Sigrid Schneider hat eines der bedeutendsten Fotoarchive zur Industriegeschichte aufgebaut. Zum Abschied erzählt die Herrin über drei Millionen Bilder, warum Fotografie und Revier untrennbar zusammengehören
Der Blick aus dem Büro von Sigrid Schneider geht ins Grüne. Keine industrielle Rostromantik weit und breit, obwohl wir doch mitten im Herzen der Erinnerung sind. Das Ruhr Museum auf dem Welterbe Zeche Zollverein beherbergt nicht nur hunderte Exponate zur Geschichte des Ruhrgebiets, sondern auch das fotografische Gedächtnis des Reviers. Drei Millionen Bilder, Negative auf Glas und Zelluloid, Diapositive, alte und neue Abzüge, dazu die größte systematische Sammlung regionaler Pressefotografien von den 1930ern bis Ende der 90er umfasst das Archiv. Sigrid Schneider war 22 Jahre lang erste und bisher einzige Hüterin dieses enormen Bilderschatzes. In dieser Woche heißt es Abschied nehmen von der Sammlung und dem Blick ins Grün.
Hier hat sich so viel Drama abgespielt
Die etwas andere Perspektive aufs Revier hat der gebürtigen Krefelderin, die 1990 von der Uni Münster ans Ruhrlandmuseum nach Essen kam, geholfen. „Ich hatte nie das Gefühl, ich muss dauernd dem Image vom dreckigen Ruhrpott gegensteuern und immer nur weiße Wäsche zeigen.“ Die weiße Wäsche zwischen Pütt und Hochofen war dann noch oft genug Motiv. „Viele Fotografen hatten ja dieses Selbstbild.“ Rußschwarz und stahlgrau, diese Töne prägen lange eine Fotografie, die zwischen Duisburg und Dortmund boomt wie in kaum einer anderen Region. Die Fotografie ist nun mal das Medium des Industriezeitalters. Und das Ruhrgebiet bietet spannende Motive. „Hier hat sich so viel Drama abgespielt. Hier gab es so viele spektakuläre Motive. Rauchende Schlote, Männer im archaischen Einsatz unter Tage, hier war immer was los“, sagt Sigrid Schneider.
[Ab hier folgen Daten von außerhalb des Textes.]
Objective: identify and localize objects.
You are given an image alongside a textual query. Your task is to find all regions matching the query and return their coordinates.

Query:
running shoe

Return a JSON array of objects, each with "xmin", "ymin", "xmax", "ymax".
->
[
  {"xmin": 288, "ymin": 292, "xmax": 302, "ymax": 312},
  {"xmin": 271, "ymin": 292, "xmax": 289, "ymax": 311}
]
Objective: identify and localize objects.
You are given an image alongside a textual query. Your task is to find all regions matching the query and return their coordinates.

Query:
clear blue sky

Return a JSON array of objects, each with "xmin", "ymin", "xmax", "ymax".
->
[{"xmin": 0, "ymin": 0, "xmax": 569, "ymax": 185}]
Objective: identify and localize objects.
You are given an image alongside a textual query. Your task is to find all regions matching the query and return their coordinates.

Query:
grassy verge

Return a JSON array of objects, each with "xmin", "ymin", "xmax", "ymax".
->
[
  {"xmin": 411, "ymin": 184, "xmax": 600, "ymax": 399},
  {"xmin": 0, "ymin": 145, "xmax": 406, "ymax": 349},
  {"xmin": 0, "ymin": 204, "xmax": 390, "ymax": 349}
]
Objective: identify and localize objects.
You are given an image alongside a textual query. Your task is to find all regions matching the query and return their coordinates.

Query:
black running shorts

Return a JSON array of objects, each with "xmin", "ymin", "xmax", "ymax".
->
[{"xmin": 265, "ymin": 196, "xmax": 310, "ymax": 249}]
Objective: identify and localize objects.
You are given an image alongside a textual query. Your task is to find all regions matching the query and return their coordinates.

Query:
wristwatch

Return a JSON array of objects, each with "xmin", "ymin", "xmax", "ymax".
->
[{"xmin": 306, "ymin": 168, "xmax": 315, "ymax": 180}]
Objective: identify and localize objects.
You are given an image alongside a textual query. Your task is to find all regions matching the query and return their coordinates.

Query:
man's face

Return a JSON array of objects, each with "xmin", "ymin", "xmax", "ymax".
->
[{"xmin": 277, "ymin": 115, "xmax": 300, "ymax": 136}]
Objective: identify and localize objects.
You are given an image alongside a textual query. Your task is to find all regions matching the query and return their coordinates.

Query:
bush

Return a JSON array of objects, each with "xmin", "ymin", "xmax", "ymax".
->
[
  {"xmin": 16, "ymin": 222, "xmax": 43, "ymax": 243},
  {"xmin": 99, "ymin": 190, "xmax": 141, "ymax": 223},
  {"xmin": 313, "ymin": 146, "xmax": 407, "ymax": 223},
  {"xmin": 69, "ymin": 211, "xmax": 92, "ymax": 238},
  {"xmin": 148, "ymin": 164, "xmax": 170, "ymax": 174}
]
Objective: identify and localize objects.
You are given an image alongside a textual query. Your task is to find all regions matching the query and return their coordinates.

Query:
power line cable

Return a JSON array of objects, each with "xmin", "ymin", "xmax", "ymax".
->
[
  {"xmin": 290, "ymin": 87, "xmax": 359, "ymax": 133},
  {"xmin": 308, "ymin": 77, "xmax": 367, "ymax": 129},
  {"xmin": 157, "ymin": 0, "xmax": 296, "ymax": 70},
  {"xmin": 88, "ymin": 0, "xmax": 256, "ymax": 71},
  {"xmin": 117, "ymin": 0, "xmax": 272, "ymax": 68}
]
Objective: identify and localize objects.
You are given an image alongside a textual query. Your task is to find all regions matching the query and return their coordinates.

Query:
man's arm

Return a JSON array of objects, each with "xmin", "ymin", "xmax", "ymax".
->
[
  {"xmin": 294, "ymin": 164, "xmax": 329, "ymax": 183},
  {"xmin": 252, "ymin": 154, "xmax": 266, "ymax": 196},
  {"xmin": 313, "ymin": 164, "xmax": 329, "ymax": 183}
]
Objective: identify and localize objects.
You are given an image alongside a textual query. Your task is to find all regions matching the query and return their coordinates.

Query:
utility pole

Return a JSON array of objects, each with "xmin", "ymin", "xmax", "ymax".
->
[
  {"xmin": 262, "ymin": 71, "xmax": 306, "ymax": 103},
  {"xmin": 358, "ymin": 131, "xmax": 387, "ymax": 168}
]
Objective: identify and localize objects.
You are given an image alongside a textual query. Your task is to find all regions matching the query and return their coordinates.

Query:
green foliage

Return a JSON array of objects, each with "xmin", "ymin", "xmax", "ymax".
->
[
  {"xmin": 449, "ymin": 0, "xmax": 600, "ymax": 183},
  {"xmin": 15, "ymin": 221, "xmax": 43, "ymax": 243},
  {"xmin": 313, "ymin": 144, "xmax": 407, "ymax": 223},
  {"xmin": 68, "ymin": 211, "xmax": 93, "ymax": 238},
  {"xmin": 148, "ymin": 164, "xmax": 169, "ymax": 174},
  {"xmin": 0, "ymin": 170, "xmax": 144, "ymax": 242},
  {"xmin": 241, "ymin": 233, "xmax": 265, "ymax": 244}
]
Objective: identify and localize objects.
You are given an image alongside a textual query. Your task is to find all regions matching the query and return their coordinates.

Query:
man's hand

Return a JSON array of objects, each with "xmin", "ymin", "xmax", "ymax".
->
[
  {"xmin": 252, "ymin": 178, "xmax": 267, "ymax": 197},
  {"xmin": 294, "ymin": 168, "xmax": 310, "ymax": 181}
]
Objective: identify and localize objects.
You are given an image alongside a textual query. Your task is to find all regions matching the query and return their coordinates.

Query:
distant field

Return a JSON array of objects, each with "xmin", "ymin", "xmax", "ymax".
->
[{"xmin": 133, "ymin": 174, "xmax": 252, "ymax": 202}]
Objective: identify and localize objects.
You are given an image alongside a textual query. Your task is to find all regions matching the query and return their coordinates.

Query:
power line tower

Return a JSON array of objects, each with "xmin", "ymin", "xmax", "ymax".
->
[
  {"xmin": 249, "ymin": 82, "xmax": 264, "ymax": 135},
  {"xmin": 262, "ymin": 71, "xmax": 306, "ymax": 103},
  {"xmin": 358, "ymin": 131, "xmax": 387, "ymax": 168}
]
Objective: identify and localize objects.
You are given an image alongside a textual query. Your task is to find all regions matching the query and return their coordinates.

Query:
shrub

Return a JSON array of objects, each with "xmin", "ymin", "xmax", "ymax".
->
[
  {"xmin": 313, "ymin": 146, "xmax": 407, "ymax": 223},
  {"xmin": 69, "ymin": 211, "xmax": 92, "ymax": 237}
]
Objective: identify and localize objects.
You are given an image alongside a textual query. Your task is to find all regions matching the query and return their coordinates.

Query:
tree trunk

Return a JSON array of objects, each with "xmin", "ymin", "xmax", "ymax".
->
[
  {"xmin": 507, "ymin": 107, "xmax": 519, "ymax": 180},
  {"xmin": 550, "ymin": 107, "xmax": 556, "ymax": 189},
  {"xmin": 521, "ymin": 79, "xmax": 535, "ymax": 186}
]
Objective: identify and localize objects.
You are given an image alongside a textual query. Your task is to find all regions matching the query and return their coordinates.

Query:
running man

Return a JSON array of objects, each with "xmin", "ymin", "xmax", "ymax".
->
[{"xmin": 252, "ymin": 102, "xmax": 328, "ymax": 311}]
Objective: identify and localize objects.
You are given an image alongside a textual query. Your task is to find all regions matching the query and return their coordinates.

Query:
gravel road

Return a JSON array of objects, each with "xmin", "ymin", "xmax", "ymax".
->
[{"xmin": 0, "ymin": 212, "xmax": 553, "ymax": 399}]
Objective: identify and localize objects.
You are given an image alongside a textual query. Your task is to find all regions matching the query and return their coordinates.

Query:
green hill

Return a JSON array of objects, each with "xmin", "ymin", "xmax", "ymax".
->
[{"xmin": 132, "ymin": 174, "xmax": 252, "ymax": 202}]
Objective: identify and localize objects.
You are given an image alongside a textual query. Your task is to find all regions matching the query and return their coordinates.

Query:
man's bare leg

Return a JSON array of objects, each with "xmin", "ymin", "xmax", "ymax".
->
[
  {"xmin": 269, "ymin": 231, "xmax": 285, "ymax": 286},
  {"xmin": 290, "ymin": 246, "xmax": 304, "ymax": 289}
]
Dazu erblüht mit dem Revier eine vielfältige Presselandschaft.
Die Lebenswerke von Kamera-Größen wie Anton Tripp, Marga Kingler und Manfred Vollmer sind ebenso gesichert wie das Archiv von Willy van Heekern oder das Glasplattenarchiv der Emschergenossenschaft. Dabei kamen die Nachlässe zunächst zögerlich, denn eine fotografische Abteilung in einem Museum für Natur- und Sozialkunde schien niemand zu erwarten. Anfangs gab es für die Sammlung nicht mal einen eigenen Raum. Mit sechs ABM-Kräften entwickelte Sigrid Schneider ein Schlagwortverzeichnis, das das Revier in seinem reichen Themenspektrum von P wie Politik bis S wie Soziales, von K wie Kirche bis zur Industriefotografie noch heute übersichtlich sortiert.
Das Ende der alten Motive, das Ende der alten Technik
Für Schneider hat die Faszination an diesem Thema nie nachgelassen. „Ruhrgebietsfotografie zeigt untern Brennglas, was Fotografie überhaupt kann.“ Beide, Fotografie und Ruhrgebiet, sind dabei gleich alt. Und sie mussten sich dramatischen Veränderungsprozessen beugen. Schneider hat das Ende der alten Motive wie das Ende der alten Technik verfolgt. Mit den Zechen und Kumpeln ist auch das Analoge verschwunden. „Für manche war das eine echte Bedrohung. Was soll ich denn jetzt fotografieren?“, erinnert sich die 65-Jährige, die dem Reiz der Nostalgie-Pflege, der Er- und Verklärung des Ruhrgebiets zum reinen Mythos nach Kräften widerstanden hat. Ruhrgebietsfotografie, das ist eben mehr als Hinterhof-Kindheit vor Hochöfen, das ist Arbeit und Freizeit, ist IBA und Migration, ist Werbe- und Werksfotografie. Schneiders vielbeachteten Ausstellungen reichten deshalb vom Aufschwung der 60er („Als der Himmel blau wurde“) bis zur Zeit des Strukturwandels („Alles wieder anders“).
Mit dem großen Übersichtswerk „Von A bis Z. Fotografie im Ruhr Museum“ verabschiedet sich die Fotochefin . Eine Nachfolge wird es zunächst nicht geben. Wiederbesetzungssperre. Der Blick ins Grüne, er bleibt vorerst reserviert.